This post is about riding motorcycles.
You can feel the raindrops breaking against you despite the leather jacket. Each one stings but doesn’t hurt. It feels good. Your hands are wet despite the gloves, which you wonder about until you remember that you’re wearing the gloves with perforations in them because it’s summer. You know, to keep your hands cool. The soaked leather of your gloves feels good too.
Your focus is on the road in front of you. The oily puddles of rainwater and various coolant, oil, and other sundry liquids make you alert but not nervous. There’s a sense of daring as you ride around some and through others. Any one of them could be too much and then you’ll be on the side of the road, hopefully alive and unhurt, but no guarantees.
Even though you’ve ridden faster before, this is where you feel the edge most keenly. It’s a good feeling. The thrill of pushing right up to that precipice is a good one.
The crack of thunder is louder than your engine. You know it’s not safe to do this, it’s not recommended, but the idea of not doing it seems even worse.
It feels as though this moment was made for you. All of the choices of your life have led up to this time, this place, this road, this storm. You’re riding on the edge of the storm like a surfer riding the crest of a wave.
The sound and the rain and the engine and the road are your entire world at this moment. There is nothing else to think about. Nothing else matters right now. Later, it will, but not right now.
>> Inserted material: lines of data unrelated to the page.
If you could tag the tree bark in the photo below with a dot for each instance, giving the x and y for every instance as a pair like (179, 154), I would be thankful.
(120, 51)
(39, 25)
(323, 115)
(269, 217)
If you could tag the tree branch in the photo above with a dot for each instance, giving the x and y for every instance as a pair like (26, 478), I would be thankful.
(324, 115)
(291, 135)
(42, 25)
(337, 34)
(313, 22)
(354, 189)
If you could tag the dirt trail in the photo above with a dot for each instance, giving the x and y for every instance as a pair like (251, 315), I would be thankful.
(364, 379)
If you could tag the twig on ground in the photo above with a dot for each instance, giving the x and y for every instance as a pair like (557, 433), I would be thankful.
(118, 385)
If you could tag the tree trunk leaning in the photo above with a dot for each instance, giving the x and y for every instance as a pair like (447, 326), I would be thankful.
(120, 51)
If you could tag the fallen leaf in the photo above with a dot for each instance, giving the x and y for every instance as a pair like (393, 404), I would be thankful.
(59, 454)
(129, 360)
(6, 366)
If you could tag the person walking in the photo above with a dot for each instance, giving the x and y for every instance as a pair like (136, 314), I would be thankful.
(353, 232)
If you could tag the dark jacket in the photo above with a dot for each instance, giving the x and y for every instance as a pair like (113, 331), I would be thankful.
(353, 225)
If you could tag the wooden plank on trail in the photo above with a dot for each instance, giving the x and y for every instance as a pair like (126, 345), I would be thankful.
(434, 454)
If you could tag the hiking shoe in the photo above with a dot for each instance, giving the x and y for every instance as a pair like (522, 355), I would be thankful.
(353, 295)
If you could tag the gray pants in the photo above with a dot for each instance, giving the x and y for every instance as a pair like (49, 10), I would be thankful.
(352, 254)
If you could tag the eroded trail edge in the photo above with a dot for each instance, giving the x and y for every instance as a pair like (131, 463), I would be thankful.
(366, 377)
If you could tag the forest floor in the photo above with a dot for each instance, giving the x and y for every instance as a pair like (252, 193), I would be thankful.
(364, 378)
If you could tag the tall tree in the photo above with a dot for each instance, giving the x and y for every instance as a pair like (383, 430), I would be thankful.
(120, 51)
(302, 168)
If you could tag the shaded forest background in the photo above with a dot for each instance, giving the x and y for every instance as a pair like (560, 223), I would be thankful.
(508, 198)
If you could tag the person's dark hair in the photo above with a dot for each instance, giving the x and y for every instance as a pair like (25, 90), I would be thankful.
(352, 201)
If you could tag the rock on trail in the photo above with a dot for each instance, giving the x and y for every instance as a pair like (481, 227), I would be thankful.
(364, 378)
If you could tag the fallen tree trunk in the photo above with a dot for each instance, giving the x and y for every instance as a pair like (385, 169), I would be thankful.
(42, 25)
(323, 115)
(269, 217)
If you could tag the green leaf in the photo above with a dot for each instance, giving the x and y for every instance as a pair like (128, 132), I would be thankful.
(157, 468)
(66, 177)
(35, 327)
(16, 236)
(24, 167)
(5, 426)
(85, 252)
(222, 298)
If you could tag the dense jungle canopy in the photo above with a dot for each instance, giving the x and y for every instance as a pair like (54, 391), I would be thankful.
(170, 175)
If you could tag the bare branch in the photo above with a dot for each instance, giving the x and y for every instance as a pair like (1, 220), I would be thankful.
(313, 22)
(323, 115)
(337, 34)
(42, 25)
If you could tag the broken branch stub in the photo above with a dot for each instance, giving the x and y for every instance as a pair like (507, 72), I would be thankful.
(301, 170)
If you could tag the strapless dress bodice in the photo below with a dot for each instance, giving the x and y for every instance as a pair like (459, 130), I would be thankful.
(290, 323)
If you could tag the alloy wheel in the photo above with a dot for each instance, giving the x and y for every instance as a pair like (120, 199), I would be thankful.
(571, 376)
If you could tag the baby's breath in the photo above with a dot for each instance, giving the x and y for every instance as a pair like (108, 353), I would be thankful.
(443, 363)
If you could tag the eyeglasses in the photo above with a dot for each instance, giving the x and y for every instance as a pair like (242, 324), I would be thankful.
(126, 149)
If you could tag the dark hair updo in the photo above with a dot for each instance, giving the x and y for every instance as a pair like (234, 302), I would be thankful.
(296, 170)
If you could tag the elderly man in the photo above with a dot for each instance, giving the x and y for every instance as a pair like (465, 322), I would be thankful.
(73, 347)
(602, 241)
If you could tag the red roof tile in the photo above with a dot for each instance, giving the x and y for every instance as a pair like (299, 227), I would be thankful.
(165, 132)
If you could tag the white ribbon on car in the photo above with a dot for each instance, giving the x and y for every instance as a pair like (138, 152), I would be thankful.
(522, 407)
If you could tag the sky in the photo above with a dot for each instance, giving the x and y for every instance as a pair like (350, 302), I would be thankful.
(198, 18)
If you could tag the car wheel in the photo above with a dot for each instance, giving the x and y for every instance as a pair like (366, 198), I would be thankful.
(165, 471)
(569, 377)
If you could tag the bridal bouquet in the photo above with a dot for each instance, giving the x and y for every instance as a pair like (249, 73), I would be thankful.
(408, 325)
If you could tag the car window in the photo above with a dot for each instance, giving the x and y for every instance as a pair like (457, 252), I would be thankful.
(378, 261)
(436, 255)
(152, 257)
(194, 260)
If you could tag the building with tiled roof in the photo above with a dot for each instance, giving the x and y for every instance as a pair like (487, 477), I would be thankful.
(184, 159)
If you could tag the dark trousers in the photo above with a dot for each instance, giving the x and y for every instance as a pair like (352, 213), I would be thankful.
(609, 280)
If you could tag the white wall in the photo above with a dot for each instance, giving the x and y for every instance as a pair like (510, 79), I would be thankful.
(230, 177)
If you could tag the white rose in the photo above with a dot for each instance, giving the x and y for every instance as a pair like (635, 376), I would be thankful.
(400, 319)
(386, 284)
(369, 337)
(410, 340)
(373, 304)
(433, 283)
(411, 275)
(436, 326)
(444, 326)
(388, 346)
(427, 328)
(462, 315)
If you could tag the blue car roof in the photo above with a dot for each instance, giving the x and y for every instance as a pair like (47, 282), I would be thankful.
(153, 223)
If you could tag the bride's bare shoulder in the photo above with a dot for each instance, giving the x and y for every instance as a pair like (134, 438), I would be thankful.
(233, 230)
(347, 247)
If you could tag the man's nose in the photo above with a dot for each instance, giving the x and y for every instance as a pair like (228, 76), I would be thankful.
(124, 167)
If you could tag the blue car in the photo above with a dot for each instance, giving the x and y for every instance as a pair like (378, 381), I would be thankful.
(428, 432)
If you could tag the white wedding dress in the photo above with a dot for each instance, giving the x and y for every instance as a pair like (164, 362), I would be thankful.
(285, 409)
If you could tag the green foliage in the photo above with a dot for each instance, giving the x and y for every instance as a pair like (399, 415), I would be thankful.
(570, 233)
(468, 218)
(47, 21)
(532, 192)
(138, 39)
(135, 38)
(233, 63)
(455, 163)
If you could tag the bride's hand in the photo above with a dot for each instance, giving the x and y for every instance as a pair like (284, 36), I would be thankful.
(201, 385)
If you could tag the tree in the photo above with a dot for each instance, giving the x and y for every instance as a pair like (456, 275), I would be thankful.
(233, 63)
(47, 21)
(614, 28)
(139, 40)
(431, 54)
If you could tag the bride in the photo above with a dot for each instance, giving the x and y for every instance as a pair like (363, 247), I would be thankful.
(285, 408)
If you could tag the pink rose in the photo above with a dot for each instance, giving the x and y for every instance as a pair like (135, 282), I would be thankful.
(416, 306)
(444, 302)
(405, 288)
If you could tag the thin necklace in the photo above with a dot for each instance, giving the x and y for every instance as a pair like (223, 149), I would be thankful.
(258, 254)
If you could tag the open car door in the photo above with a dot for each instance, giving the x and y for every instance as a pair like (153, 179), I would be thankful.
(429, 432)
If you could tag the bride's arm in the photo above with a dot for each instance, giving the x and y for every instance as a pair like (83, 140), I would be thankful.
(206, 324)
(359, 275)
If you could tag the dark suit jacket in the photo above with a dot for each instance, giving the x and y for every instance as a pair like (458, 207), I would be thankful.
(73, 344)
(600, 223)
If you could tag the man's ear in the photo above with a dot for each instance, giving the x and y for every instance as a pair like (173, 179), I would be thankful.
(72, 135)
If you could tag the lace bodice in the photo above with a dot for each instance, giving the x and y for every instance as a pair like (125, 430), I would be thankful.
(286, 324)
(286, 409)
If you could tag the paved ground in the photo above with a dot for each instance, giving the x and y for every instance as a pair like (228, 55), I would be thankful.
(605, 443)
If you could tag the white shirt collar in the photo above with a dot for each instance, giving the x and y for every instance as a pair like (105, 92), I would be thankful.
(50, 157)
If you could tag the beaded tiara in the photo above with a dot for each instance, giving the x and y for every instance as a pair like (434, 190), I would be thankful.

You don’t do this because you believe a lie about invulnerability. You don’t do this because of some fascination with death. No, this is all about life; this is about holding your life in your hands and savoring it and experiencing it with the full realization that it is a fleeting and precious thing. It slips by even faster than the road beneath you, even faster than the rain around you.
You ride the edge of the storm because you are alive and glad of it and when the lightning arcs across the sky in front of you, so brightly that it’s like a newborn sun even through your darkened visor, you don’t feel fear. You feel good. You feel alive and quick and full of promise.
You realize that this moment, this summer storm out on a desert road is a rare moment and you realize that there are too few moments like these and that they are rare and special things.
This one is yours; yours, and no one else’s.